In Vivo 2-Photon Imaging di calcio a livello 2 / 3 dei topi
Summary
Per capire le dinamiche della rete di microcircuiti nella neocorteccia, è essenziale per registrare contemporaneamente l'attività di un gran numero di neuroni. In vivo a due fotoni di imaging del calcio è l'unico metodo che permette di registrare l'attività di una densa popolazione neuronale con cella singola risoluzione.
Abstract
Per capire le dinamiche della rete di microcircuiti nella neocorteccia, è essenziale per registrare contemporaneamente l'attività di un gran numero di neuroni. In vivo a due fotoni di imaging del calcio è l'unico metodo che permette di registrare l'attività di una densa popolazione neuronale con cella singola risoluzione. Il metodo consiste nel impiantare una finestra del cranio di imaging, l'iniezione di un colorante fluorescente indicatore di calcio che può essere occupato da un gran numero di neuroni e, infine, registrare l'attività dei neuroni, con immagini di calcio lasso di tempo utilizzando un in-vivo due microscopio fotone. Co-iniezione di astrociti specifici coloranti permette di differenziare i neuroni da astrociti. La tecnica può essere eseguita in topi che esprimono molecole fluorescenti in specifiche sottopopolazioni di neuroni per comprendere meglio le interazioni di rete dei vari gruppi di cellule.
Protocol
Discussion
Il vantaggio di questo metodo rispetto registrazioni elettrofisiologiche è che è meno invasivo e permette le registrazioni di attività nel fitto reti neuronali neuronali. Nel fare questa procedura s importante ricordarsi di prendere la massima cura quando si esegue la craniotomia non danneggiare la dura. Anche una piccola quantità di sanguinamento subdurale con molto oscuro l'imaging.
Acknowledgements
Vorremmo ringraziare Olga Garaschuk per le discussioni utili su come ottimizzare il caricamento di massa degli indicatori di calcio.
Materials
| Material Name | Type | Company | Catalogue Number | Comment |
|---|---|---|---|---|
| Oregon Green BAPTA1-AM | Reagent | Invitrogen | O-6807 | |
| Fluo 4- AM | Reagent | Invitrogen | F-14201 | |
| Sulforhodamine 101 | Reagent | Invitrogen | S-359 | |
| Pluronic F-127 in DMSO | Reagent | Invitrogen | P-3000MP | |
| Centrifugal Filter (0.45 micron) | Reagent | Millipore | UFC3 0HV 0S |
References
- Garaschuk, O., Milos, R. I., Konnerth, A. Targeted bulk-loading of fluorescent indicators for two-photon brain imaging in vivo. Nat Protoc. 1, (2006).
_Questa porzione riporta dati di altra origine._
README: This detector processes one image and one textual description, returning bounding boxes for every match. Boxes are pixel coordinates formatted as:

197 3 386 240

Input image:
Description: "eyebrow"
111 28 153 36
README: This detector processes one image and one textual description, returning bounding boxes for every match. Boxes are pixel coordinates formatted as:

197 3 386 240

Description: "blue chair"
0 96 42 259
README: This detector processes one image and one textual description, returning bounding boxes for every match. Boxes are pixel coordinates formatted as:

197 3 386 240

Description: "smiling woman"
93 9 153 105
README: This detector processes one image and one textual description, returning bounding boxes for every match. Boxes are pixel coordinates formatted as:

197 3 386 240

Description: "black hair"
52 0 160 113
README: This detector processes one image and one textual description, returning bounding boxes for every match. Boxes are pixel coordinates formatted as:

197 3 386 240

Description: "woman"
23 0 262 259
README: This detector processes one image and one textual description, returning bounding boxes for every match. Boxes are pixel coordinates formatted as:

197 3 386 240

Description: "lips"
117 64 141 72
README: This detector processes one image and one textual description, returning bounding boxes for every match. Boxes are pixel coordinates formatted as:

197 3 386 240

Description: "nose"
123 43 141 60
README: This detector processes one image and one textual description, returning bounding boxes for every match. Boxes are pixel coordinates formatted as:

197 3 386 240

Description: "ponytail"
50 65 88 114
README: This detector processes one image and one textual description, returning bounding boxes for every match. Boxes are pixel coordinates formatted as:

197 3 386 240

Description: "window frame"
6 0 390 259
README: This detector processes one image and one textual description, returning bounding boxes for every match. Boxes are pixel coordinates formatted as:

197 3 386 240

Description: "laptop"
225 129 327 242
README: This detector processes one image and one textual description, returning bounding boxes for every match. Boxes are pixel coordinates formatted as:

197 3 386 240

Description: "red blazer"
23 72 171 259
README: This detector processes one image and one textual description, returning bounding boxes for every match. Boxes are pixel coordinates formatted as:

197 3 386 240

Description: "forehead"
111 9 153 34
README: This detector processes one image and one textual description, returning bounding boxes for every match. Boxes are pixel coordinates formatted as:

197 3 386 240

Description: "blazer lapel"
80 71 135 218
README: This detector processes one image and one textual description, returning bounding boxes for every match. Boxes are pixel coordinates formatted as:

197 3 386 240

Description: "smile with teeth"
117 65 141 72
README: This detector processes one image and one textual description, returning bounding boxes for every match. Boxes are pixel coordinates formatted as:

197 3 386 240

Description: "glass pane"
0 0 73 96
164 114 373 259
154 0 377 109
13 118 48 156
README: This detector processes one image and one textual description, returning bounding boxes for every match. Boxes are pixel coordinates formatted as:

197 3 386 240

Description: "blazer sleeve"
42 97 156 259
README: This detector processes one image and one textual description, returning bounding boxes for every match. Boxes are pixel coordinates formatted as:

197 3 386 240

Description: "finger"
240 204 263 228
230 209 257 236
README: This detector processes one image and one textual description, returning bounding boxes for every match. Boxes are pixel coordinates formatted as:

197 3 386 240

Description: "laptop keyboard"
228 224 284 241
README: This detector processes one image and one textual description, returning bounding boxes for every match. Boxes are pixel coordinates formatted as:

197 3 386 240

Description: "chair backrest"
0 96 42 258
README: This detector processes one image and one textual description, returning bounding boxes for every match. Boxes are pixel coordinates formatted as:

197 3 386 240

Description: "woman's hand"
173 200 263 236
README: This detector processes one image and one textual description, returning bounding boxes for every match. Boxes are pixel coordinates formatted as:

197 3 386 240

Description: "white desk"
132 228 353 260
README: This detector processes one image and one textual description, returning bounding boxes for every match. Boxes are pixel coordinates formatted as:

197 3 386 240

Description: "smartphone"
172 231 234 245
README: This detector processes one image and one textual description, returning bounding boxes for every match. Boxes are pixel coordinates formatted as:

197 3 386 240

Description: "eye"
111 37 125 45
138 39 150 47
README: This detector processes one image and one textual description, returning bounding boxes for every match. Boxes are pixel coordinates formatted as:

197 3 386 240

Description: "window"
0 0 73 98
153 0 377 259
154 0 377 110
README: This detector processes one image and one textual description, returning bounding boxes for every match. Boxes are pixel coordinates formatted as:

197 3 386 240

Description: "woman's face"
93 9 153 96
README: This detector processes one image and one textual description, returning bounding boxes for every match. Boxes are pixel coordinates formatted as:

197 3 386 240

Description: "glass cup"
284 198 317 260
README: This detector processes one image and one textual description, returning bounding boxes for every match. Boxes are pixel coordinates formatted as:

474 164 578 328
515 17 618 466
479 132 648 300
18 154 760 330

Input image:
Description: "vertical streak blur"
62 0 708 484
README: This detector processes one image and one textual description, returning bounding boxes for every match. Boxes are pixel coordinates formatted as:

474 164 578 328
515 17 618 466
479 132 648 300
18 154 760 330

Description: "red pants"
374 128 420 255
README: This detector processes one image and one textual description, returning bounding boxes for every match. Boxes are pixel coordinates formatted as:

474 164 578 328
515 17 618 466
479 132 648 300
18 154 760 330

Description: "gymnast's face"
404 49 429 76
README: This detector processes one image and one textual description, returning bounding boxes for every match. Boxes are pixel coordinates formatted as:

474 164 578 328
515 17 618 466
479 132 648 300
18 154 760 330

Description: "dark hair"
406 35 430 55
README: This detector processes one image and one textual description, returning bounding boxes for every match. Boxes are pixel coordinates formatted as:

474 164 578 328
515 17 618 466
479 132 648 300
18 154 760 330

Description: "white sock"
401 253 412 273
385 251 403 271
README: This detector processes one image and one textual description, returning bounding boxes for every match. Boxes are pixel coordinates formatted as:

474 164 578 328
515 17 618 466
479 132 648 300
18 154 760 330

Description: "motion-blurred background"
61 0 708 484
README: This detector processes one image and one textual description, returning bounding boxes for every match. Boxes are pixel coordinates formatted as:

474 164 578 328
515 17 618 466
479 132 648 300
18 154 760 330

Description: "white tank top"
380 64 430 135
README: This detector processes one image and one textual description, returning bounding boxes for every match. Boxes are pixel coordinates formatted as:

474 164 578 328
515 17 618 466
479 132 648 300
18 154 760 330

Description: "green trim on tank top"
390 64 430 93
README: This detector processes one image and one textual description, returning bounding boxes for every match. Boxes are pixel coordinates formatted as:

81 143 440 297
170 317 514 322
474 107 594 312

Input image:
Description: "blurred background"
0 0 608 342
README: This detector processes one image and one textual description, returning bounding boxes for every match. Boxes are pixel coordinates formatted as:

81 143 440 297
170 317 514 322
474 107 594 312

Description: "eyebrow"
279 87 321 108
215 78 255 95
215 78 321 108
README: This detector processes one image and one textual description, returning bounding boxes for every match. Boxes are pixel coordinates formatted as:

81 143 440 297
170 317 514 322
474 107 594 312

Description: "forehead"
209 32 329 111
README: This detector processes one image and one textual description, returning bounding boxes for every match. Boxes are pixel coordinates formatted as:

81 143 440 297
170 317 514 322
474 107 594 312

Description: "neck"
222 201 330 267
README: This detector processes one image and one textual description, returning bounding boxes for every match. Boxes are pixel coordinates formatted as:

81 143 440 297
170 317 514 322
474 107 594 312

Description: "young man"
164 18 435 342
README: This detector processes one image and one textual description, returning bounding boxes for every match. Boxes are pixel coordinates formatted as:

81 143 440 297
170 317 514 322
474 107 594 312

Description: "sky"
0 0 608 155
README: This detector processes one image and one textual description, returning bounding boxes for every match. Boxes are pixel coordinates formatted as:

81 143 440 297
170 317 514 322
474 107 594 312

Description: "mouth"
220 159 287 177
- Stosiek, C., Garaschuk, O., Holthoff, K., Konnerth, A. In-vivo two-photon calcium imaging of neuronal networks. Proc Natl Acad Sci USA. 100, 7319-7324 (2003).
- Pologruto, T. A., Sabatini, B. L., Svoboda, K. ScanImage: flexible software for operating laser scanning microscopes. Biomed Eng Online 2:13. Biomed Eng Online. 2, (2003).